Se torna difícil al Gobierno diseñar algún plan estratégico para mitigar los efectos de un entorno externo matizado por la volatilidad en los precios del petróleo,  más aun cuando sus disponibilidades de maniobra en los ámbitos económico, monetario y fiscal resultarían limitados si la crisis se prolonga en Oriente Medio.

Los esfuerzos de las autoridades deberían dirigirse a contener en lo posible la inflación, especialmente en la canasta de grupos vulnerables, como ha reclamado la Iglesia católica, así como blindar al sector agropecuario, aunque controlar el déficit fiscal ingresa al terreno de lo imposible, más aun cuando los diez mil millones de pesos  de subsidios están a punto de agotarse.

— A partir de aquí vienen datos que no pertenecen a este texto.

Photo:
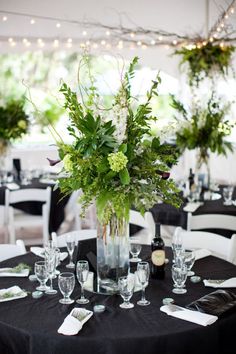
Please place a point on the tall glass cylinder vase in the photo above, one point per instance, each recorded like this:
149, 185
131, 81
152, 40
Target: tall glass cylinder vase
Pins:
202, 171
112, 253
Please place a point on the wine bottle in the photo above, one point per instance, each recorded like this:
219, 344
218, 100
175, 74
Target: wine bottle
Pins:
158, 255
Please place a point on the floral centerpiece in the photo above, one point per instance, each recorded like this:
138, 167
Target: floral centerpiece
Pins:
204, 128
115, 161
14, 122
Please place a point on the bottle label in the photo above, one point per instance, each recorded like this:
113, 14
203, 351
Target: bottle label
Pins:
158, 257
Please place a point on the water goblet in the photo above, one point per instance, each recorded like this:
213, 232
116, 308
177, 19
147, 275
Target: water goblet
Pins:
177, 245
70, 244
143, 272
227, 195
82, 270
66, 284
135, 249
41, 272
189, 259
50, 260
126, 288
179, 276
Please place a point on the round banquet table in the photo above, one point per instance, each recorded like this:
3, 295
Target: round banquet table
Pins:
58, 203
29, 326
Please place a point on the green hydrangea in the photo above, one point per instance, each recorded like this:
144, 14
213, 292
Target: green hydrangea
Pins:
68, 164
22, 124
117, 161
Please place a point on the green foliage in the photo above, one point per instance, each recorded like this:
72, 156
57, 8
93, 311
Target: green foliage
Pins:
13, 120
110, 159
205, 128
206, 60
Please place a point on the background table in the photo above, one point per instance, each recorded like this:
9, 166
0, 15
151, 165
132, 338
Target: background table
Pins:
169, 215
58, 203
29, 326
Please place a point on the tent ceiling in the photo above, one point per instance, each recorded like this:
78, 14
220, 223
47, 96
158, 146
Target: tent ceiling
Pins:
181, 17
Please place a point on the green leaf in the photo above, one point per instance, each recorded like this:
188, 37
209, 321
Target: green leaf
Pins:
124, 176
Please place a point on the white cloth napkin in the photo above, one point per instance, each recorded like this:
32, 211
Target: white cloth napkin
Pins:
191, 207
12, 293
12, 186
201, 253
229, 283
200, 318
39, 251
74, 322
6, 272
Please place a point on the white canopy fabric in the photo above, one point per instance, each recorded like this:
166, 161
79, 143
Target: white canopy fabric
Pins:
181, 17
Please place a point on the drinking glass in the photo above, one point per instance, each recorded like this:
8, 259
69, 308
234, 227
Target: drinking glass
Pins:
82, 270
126, 288
227, 195
50, 260
189, 259
177, 245
66, 283
41, 272
135, 249
143, 276
179, 276
70, 244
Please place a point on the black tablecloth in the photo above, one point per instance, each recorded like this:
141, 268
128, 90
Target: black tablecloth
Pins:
29, 326
58, 203
168, 215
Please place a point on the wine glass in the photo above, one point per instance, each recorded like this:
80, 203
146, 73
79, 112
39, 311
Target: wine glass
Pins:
66, 283
189, 259
143, 272
50, 260
135, 249
41, 272
179, 276
126, 288
70, 244
82, 270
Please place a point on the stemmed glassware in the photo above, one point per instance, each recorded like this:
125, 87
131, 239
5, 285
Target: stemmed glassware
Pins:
82, 270
189, 259
51, 259
143, 272
135, 249
66, 283
70, 244
41, 272
179, 276
126, 288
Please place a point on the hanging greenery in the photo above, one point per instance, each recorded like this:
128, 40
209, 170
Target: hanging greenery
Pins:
206, 60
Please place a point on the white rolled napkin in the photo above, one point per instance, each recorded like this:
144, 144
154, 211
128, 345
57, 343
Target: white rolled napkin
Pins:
200, 318
74, 322
12, 293
39, 251
202, 253
192, 207
229, 283
12, 186
7, 272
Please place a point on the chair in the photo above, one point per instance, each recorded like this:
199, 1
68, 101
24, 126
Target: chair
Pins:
16, 218
146, 222
211, 221
9, 251
220, 246
60, 240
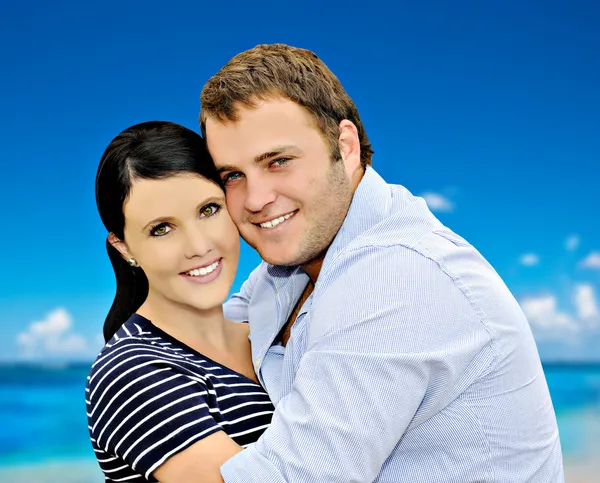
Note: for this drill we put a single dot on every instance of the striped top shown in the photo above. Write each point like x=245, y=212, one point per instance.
x=149, y=397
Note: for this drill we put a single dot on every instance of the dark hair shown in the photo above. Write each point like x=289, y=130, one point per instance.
x=296, y=74
x=150, y=150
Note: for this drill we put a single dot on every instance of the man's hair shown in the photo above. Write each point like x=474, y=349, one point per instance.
x=279, y=70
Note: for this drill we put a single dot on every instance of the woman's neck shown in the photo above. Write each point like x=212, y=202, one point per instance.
x=202, y=329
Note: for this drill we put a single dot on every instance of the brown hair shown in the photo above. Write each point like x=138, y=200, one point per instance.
x=279, y=70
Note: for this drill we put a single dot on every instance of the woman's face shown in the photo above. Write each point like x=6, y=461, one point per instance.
x=180, y=233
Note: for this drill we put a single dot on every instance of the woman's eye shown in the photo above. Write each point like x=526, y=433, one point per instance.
x=210, y=209
x=160, y=230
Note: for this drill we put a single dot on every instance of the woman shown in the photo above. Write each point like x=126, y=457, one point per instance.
x=173, y=393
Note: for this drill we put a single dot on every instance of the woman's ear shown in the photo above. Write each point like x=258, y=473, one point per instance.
x=119, y=245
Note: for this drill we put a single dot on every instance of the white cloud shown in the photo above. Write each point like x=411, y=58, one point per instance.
x=548, y=321
x=572, y=242
x=54, y=337
x=529, y=259
x=591, y=261
x=438, y=202
x=542, y=312
x=585, y=303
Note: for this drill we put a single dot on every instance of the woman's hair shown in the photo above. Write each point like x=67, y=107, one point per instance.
x=150, y=150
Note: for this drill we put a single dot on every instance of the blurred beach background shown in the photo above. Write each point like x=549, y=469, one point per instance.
x=488, y=110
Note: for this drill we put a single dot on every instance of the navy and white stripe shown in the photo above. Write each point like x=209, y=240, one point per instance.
x=149, y=397
x=410, y=362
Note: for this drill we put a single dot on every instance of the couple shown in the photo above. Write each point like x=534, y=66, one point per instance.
x=379, y=345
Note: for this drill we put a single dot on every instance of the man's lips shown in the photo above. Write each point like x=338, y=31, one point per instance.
x=274, y=221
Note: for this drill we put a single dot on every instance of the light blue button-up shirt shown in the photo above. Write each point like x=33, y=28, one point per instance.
x=410, y=362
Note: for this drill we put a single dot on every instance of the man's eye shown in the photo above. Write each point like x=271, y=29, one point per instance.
x=230, y=177
x=210, y=209
x=279, y=162
x=160, y=230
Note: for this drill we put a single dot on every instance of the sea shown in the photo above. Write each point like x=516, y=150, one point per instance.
x=44, y=436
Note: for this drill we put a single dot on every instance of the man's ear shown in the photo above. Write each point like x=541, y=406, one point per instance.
x=119, y=245
x=349, y=146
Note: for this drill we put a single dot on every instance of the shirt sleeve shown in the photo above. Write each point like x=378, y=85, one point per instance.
x=145, y=409
x=236, y=307
x=390, y=343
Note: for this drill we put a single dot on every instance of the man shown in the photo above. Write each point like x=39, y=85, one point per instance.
x=392, y=350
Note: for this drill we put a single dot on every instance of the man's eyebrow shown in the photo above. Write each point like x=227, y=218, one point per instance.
x=276, y=151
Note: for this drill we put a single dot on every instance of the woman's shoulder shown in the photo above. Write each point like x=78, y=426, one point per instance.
x=136, y=350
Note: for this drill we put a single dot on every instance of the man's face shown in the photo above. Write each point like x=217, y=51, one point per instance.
x=284, y=193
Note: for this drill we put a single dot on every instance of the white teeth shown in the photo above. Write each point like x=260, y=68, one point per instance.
x=199, y=272
x=276, y=221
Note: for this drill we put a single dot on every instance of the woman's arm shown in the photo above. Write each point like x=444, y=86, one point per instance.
x=200, y=463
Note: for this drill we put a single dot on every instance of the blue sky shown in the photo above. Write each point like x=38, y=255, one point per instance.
x=490, y=110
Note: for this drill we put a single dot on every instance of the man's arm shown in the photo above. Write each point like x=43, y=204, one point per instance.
x=388, y=344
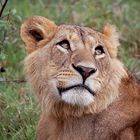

Aunque la paz en Irán se concertara mañana mismo, los daños colaterales de la guerra sobre la economía global, y en particular sobre la de Estados Unidos, perdurarían por meses, razón por la cual el discurso guerrerista de Trump estaría dando  paso  a una  posibilidad de solución más cercana,  para evitar que la crisis se encuentre con las elecciones de medio término programada para noviembre.

La prolongación de esa guerra obra contra la economía de República Dominicana, que aunque estable y recipiente, su estimación de crecimiento se redujo a un 3.7 % para 2026. Se aconseja cruzar los dedos para que las reiniciadas negociaciones entre Estados Unidos e Irán, esta vez lleguen a buen término.